Parallel Java with Fork/Join on SPARC CMT
By Amit Hurvitz on Apr 22, 2014
Java 7 Fork and Join allows an easy way to perform dividable work by executing parallel tasks on a single computing machine. This article introduced a fork/join example of counting occurrences of a word in all files/directories under a root directory. I thought to check how these forked threads scale on a T5-4 server. Oracle T5-4 server has 4 processors, each has 16 cores. CMT technology allows 8 threads contexts per core (each core includes two out-of-order integer pipelines, one floating-point unit, level 1 and 2 caches, full specs here).
|It took 1131.29 seconds for a single thread to process a root directory with 1024 files, 1.25MB each. Doing the same work with Java fork/join (available from Java 7), increasing "parallelism level" —using the Java fork/join pool terminology— up to 2048, took 7.74 seconds! Clearly it is worth setting the ForkJoinPool parallelism level manually to higher than the number of virtual CPUs. This can be easily done using the non-default constructor. In this example, processing time was reduced by additional 15% when I set the parallelism level to 4x the default value.
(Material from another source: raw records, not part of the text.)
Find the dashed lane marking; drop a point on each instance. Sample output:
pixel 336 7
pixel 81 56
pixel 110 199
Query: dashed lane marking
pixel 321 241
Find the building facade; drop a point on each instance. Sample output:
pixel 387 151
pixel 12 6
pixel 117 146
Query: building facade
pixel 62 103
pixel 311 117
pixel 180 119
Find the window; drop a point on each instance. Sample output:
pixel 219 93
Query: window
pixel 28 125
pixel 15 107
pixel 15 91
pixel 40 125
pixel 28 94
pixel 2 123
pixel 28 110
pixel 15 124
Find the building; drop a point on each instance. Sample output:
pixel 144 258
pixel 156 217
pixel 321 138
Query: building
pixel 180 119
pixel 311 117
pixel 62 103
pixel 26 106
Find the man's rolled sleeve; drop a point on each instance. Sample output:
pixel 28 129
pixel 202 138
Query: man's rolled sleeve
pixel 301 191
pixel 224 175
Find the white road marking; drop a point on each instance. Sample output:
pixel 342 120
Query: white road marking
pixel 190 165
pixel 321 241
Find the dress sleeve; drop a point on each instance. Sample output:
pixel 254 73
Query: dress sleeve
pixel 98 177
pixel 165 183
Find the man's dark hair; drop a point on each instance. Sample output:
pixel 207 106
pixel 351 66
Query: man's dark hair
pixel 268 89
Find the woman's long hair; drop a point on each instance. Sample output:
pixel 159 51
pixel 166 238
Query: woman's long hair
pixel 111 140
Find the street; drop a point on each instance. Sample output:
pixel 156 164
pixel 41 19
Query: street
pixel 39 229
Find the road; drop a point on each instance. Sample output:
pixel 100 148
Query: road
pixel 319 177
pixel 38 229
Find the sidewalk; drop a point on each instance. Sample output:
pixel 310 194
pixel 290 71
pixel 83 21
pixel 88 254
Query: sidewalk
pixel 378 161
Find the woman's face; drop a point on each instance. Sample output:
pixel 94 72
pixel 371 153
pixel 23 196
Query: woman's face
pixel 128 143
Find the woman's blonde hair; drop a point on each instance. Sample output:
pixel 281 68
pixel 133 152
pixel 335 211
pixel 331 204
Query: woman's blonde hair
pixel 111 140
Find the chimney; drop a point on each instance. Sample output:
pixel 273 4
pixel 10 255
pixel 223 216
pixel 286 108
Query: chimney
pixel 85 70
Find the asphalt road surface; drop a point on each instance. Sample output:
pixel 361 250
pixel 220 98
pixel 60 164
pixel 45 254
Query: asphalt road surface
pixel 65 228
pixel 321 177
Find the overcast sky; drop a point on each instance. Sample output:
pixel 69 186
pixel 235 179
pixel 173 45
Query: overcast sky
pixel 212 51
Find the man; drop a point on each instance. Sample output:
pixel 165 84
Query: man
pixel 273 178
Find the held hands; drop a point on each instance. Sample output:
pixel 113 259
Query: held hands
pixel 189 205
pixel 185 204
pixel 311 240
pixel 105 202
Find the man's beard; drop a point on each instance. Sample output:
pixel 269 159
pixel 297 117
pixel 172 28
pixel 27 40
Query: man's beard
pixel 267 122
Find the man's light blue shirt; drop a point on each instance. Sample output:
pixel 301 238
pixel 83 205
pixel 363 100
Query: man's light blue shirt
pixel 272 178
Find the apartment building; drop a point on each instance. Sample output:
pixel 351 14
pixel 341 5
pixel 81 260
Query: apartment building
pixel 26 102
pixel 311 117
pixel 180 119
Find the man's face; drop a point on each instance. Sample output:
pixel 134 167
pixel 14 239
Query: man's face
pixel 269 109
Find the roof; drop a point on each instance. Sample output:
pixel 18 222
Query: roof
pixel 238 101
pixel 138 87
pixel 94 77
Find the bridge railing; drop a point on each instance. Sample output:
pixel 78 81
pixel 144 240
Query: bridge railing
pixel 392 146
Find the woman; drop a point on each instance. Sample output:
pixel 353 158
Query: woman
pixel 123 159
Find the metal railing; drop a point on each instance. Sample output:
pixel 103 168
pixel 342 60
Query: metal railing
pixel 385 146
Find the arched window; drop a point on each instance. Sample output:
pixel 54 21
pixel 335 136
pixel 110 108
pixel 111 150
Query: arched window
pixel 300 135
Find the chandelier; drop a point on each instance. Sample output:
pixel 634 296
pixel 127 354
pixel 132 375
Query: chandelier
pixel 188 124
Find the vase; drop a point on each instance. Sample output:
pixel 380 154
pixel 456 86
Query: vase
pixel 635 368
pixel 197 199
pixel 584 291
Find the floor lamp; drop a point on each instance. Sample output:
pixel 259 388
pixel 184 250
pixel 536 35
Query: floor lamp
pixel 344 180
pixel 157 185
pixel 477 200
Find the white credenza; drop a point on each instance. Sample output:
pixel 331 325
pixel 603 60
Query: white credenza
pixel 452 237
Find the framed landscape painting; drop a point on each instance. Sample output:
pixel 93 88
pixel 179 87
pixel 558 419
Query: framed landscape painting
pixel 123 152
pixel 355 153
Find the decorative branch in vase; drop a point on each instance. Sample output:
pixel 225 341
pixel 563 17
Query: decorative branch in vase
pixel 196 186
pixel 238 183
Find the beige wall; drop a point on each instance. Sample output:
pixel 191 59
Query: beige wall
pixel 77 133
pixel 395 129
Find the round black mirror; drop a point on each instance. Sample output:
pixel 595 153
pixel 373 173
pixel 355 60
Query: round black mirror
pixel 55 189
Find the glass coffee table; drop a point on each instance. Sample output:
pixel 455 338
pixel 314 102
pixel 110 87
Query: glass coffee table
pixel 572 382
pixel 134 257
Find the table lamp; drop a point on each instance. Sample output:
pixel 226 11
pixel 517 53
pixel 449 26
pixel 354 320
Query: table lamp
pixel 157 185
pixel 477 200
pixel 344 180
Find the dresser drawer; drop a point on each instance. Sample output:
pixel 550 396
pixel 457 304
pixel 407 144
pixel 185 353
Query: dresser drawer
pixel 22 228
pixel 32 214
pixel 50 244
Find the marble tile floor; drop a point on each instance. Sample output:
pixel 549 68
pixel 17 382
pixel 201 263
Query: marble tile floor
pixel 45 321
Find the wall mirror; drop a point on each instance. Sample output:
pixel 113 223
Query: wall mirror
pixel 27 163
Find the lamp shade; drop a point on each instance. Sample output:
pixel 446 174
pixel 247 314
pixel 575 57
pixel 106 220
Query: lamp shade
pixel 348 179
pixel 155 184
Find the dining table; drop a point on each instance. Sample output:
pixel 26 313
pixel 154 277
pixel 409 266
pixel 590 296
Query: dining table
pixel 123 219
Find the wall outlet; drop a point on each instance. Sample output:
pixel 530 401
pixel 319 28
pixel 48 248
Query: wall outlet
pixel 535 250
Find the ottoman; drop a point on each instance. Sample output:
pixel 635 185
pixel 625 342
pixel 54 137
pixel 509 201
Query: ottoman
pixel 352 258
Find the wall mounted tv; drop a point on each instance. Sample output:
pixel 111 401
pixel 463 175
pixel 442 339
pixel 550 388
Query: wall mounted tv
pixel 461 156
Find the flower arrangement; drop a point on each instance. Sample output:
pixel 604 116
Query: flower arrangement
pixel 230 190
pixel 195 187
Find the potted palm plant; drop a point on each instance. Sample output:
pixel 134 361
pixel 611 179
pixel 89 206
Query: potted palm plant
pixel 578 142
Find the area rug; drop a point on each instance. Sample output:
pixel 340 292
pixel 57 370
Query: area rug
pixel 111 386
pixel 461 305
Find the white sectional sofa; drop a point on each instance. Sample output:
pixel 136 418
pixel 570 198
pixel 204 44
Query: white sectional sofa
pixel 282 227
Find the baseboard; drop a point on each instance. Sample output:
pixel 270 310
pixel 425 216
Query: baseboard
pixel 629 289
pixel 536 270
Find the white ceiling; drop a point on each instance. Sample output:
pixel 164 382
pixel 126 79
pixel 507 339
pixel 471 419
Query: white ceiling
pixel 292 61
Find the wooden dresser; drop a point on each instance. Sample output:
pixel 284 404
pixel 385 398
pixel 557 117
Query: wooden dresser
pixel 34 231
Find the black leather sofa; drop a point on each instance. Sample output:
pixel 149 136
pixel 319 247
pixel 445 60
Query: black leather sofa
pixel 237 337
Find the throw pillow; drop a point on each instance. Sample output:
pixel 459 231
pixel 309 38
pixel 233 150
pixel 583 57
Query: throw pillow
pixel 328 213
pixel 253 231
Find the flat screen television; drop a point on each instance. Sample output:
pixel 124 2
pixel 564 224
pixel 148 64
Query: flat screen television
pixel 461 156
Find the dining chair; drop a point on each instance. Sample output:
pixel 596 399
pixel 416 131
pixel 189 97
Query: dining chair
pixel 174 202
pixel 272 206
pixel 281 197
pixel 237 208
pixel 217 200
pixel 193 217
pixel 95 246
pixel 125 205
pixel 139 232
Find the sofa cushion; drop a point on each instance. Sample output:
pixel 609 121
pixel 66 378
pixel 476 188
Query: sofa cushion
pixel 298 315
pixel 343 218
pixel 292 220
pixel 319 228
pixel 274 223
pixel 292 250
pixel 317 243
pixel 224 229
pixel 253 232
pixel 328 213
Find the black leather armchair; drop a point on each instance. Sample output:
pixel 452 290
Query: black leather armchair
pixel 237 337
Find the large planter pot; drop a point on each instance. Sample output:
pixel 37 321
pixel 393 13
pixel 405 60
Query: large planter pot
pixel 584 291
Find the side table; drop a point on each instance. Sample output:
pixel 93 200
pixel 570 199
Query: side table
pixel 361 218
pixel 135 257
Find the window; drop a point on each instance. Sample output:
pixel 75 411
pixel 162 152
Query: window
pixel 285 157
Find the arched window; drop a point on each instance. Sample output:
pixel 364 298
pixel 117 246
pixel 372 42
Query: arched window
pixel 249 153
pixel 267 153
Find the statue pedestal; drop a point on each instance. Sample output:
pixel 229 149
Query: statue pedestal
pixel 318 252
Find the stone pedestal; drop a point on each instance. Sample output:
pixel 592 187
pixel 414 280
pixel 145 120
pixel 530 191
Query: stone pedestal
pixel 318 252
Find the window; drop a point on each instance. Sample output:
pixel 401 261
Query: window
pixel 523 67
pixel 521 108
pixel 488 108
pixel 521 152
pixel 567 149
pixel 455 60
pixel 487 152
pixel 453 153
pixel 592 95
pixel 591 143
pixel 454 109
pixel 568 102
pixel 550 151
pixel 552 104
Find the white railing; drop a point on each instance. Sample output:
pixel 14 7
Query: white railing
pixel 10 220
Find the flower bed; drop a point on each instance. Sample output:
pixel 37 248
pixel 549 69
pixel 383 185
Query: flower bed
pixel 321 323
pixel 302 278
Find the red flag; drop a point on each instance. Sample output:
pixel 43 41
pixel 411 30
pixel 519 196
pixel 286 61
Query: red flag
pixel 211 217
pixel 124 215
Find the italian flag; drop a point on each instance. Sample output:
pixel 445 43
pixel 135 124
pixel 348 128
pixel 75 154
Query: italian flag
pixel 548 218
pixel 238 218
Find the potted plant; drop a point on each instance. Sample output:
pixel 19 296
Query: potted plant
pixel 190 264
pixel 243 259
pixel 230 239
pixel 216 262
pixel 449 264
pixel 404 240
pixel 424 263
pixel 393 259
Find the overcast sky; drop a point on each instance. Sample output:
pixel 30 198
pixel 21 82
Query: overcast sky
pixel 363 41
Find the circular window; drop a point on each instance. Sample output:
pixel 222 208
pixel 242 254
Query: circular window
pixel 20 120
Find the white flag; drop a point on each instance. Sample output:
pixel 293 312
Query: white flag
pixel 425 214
The default is the total number of virtual CPUs —512 for a T5-4. The side table reports the times for the different parallelism levels on 1, 2 or 4 CPUs enabled.||
Let's now look at scalability. I have plotted in the side graph
execution speedup vs number of physical CPU cores for different
parallelism levels (abbreviated as number of threads per core). The red line shows the inherent scalability of Java fork/join : linear scalability until 16 CPU cores then continued scalability to 60 and beyond, not bad for an automatic parallelism technology.
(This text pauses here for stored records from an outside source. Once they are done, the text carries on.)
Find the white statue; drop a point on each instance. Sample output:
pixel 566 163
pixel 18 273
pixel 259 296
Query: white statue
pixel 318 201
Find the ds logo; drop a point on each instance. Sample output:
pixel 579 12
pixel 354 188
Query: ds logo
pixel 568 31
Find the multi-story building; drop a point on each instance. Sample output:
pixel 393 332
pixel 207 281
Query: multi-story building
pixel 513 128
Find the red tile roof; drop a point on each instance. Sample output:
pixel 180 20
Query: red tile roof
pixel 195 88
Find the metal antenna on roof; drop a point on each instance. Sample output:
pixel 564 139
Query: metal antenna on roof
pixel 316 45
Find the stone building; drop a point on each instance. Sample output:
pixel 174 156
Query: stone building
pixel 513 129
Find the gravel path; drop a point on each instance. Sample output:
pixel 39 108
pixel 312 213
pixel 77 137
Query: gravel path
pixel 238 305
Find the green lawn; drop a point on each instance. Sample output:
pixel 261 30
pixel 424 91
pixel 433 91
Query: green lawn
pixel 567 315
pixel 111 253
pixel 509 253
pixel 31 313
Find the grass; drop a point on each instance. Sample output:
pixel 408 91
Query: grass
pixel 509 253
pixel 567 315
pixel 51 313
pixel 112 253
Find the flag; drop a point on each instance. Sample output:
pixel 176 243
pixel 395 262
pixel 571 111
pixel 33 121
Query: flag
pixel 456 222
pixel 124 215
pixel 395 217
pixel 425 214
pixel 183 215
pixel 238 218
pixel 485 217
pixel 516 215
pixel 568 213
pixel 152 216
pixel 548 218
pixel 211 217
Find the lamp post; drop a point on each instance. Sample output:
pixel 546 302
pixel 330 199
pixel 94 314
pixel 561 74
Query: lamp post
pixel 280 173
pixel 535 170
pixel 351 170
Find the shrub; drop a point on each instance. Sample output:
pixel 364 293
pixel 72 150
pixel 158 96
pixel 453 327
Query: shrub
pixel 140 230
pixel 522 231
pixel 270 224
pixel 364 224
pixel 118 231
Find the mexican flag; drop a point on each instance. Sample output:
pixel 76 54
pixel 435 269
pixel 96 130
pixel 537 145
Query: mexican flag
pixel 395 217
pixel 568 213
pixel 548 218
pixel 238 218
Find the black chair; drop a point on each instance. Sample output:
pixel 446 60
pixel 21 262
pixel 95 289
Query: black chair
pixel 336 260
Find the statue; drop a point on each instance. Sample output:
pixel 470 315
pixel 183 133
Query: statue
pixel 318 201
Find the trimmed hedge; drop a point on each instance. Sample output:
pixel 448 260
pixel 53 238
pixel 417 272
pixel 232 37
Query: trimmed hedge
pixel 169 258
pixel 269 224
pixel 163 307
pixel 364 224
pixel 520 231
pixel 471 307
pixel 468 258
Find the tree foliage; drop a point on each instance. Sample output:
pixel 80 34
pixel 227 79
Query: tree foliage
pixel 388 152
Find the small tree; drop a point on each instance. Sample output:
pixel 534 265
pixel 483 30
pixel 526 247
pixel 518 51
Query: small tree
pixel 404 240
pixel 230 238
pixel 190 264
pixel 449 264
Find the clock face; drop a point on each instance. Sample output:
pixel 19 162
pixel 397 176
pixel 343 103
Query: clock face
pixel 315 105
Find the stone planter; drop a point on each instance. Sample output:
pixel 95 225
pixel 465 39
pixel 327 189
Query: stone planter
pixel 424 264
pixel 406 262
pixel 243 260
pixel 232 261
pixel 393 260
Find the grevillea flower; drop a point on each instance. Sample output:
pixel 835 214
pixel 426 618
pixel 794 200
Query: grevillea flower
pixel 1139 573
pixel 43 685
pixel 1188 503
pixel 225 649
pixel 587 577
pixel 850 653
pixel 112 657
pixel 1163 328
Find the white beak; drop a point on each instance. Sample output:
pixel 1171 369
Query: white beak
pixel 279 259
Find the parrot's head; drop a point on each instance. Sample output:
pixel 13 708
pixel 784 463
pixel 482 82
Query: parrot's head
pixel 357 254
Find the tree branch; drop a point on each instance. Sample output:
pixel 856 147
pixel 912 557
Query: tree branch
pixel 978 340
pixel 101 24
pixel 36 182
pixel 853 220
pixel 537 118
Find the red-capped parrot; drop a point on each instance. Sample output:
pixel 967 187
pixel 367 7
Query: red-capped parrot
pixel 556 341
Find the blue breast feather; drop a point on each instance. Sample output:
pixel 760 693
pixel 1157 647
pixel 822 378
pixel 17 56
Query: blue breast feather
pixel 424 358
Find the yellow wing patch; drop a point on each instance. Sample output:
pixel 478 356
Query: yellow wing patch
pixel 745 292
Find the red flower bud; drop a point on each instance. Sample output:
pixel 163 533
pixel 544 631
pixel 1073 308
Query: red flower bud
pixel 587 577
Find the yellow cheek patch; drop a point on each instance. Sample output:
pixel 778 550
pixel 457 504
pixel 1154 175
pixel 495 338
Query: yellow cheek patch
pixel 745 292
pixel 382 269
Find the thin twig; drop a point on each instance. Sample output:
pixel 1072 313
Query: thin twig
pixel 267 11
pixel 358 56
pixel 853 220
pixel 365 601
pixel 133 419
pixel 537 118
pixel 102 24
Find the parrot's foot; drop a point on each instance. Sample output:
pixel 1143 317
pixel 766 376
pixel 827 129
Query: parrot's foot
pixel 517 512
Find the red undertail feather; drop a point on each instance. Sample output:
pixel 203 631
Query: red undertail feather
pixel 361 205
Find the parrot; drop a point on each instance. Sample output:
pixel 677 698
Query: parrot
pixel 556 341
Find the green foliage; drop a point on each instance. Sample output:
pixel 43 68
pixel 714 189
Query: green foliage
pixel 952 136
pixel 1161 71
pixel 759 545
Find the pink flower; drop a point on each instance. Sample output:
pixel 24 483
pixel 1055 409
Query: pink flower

If we now increase the parallelism level to run with multiple threads per core to leverage the hardware Chip Multi Threading (CMT) capability of Sparc T-Series, we get dramatic speed-ups and super-linearity effect. More interestingly, past the number of threads physically supported in hardware, we see that we are not taking the overloaded systems to its knee, on the opposite, it handles the load very well and is even able to extract a little more performance out of the overall system.
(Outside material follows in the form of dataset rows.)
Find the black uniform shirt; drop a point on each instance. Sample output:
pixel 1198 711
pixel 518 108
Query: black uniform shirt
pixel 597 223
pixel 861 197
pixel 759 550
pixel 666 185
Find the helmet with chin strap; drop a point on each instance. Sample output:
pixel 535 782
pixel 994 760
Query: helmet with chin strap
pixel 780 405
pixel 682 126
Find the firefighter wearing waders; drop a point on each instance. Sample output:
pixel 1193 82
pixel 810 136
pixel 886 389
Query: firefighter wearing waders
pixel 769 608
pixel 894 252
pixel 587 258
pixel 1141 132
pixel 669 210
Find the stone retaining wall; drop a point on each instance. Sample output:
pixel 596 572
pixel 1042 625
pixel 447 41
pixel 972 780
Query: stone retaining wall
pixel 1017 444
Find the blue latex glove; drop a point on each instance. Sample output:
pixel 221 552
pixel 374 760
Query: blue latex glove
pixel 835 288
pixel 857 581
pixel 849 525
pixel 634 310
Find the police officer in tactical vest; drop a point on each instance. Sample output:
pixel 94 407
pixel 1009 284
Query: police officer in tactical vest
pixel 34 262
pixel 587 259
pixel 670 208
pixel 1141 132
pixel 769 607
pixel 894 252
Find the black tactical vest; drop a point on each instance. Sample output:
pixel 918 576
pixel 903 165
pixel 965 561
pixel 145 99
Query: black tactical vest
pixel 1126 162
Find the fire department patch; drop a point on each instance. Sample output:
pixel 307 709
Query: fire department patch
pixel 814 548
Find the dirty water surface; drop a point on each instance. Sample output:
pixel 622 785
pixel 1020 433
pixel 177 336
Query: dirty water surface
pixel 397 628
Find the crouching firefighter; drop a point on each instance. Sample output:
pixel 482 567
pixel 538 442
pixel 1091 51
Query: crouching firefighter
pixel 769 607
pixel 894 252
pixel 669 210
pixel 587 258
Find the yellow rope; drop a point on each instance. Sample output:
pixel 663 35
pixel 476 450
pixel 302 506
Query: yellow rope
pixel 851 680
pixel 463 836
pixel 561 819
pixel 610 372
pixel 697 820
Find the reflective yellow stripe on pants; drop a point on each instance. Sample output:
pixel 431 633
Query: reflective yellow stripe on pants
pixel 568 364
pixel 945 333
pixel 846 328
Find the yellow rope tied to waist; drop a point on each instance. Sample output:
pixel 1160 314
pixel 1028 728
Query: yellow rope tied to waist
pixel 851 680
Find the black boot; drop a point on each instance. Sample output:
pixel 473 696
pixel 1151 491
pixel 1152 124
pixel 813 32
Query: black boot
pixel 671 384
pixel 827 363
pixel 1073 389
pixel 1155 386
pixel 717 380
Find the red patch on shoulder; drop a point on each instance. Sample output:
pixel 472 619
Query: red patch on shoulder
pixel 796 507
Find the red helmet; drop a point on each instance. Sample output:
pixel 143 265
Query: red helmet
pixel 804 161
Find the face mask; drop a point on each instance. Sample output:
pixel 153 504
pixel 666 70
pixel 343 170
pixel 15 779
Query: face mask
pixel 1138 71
This CMT behavior is something we consistently see, and this Java Fork/Join benchmark was no exception: a great contribution
to throughput performance and robustness in the face of overload. It is because CMT threads very efficiently share the core's
execution pipeline to significantly decrease the number of wasted CPU cycles (stalls) and dramatically increase CPU utilization —measured by instructions per
second— as a result. When reading large memory areas e.g., much beyond what any existing
caches can satisfy, the application's threads often stall on cache
misses and the CMT technology enables the CPU to immediately switch to a runnable thread with no penalty.